The Distribution of Multiplicities of Neutrons Produced by Cosmic-Rayμ-Mesons Captured in Lead

Abstract

The nature of the $\mu$-meson capture process in lead has been investigated by studying the number of neutrons emitted by the excited nucleus. Working under 2000 g ${\mathrm{cm}}^{-2\mathrm{}}$ of clay and limestone and a 144 g ${\mathrm{cm}}^{-2\mathrm{}}$ lead filter, events were studied in which a single charged particle penetrated a triple coincidence telescope and stopped in an 86 g ${\mathrm{cm}}^{-2\mathrm{}}$ lead absorber, with one or more delayed coincident neutron counts from an array of ten ${\mathrm{B}}^{10}$ ${\mathrm{F}}_3$ counters in a paraffin moderator placed below the absorber. Events in which more than one G-M tube in any coincidence tray was discharged were rejected. A large paraffin barrier was interposed between the absorber and filter to reduce the sensitivity to neutrons originating above the absorber. The neutron detecting geometry is thought to have had an efficiency sensibly independent of neutron energy up to about 10 Mev. On the basis of 327 delayed neutron coincidences, the mean multiplicity of disintegration neutrons per stopped negative $\mu$-meson was found to be 2.16±0.15, with ±10 percent additional error due to the uncertainty in the strength of the standard neutron source used to determine neutron detecting efficiency. The mean squared multiplicity was found to be 5.2±1.9 on the basis of 3 double-neutron coincidences.
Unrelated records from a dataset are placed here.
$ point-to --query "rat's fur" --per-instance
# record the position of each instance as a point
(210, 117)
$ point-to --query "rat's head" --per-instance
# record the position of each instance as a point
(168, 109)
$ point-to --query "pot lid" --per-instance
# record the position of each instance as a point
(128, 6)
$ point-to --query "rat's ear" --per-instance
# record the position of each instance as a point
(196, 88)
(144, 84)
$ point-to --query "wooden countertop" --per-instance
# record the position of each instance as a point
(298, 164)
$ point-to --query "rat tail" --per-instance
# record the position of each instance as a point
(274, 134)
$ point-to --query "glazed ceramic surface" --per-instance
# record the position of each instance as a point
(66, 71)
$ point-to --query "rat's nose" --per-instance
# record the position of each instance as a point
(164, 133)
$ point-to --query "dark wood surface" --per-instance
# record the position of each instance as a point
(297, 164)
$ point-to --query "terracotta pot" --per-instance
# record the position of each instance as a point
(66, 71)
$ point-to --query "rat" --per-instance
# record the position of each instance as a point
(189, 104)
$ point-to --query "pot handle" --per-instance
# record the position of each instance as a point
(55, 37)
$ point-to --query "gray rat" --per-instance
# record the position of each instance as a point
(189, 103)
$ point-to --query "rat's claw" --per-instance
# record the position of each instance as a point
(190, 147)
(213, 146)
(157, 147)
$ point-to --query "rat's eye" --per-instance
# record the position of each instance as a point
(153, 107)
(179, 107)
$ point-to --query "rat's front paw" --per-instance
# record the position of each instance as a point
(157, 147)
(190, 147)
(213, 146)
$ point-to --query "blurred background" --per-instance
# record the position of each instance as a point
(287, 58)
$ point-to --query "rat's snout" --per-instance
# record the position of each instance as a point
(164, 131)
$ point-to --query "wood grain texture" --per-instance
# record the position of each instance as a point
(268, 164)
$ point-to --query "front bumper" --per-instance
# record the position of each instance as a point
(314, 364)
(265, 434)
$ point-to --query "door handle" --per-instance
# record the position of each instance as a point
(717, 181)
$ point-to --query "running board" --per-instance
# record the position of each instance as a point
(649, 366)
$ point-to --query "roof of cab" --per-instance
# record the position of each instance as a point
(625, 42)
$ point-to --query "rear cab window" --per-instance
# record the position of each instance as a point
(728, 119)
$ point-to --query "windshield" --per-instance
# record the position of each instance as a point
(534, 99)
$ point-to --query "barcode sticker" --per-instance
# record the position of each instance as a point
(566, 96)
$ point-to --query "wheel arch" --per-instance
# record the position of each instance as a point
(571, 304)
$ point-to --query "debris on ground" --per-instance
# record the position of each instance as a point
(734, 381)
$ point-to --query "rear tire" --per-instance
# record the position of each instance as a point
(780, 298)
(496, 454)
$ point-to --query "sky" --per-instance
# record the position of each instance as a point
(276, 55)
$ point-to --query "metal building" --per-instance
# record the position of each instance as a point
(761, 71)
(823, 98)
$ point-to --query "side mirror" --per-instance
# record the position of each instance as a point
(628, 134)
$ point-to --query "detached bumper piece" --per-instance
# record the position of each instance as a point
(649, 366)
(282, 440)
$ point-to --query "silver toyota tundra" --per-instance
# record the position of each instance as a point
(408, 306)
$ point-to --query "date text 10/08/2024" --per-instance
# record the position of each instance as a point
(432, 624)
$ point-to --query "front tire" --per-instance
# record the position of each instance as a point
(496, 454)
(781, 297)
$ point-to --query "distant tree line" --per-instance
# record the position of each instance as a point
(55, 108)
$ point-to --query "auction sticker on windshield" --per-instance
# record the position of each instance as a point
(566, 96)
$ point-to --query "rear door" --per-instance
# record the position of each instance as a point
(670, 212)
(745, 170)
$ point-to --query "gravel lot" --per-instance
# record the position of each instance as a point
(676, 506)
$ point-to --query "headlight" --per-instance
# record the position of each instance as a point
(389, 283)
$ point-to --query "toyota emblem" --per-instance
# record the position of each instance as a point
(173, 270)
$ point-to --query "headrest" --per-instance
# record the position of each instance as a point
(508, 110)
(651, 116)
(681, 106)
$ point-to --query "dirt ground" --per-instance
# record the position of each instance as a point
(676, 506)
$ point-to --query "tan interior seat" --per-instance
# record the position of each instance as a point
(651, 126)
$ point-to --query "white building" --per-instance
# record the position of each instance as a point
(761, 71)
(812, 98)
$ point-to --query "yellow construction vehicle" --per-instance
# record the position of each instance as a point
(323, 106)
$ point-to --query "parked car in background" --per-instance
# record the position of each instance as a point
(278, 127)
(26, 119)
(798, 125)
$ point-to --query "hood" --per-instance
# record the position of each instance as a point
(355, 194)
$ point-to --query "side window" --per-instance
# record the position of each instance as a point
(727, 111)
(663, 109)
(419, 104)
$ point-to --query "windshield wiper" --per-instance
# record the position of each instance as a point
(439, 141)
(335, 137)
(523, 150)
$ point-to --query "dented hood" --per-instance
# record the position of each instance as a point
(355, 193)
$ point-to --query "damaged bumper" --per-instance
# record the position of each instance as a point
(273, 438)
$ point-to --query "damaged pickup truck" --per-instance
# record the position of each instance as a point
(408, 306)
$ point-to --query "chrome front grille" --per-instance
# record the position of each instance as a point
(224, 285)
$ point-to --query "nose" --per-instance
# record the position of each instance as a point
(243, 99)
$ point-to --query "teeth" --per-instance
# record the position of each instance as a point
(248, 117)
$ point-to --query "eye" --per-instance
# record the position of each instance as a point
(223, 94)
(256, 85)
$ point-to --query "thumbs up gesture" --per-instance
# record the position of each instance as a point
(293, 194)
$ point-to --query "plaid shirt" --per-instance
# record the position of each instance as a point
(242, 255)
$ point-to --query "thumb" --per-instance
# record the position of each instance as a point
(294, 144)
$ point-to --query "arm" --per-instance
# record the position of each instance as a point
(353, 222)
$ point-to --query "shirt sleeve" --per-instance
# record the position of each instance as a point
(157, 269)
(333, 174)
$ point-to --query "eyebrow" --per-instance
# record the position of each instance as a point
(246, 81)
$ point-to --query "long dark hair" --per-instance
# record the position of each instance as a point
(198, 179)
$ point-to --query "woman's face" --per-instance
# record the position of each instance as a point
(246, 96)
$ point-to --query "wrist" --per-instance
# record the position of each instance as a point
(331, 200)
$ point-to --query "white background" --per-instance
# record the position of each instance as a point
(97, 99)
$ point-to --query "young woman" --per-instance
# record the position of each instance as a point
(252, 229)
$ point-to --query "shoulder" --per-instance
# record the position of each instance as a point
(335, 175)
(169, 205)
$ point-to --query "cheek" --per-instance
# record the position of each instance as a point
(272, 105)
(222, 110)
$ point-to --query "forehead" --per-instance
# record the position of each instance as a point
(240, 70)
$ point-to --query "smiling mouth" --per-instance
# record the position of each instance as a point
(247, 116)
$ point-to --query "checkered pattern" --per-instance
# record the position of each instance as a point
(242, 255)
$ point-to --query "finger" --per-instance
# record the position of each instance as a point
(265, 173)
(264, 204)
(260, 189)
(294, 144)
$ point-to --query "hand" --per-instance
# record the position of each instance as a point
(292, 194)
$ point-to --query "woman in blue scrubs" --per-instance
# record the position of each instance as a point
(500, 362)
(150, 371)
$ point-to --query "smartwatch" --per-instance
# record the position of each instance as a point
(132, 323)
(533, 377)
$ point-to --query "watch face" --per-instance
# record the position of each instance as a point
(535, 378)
On the evaporation model the expected mean multiplicity for 100-Mev excitation energy is about 6, while a calculation based on the ${\mu }^{-}+P\to N+\nu$ hypothesis, using the distribution of excitation energy calculated on the free-particle model, and Weisskopf's statistical theory of the nucleon evaporation process, leads to an expected mean multiplicity of 0.95.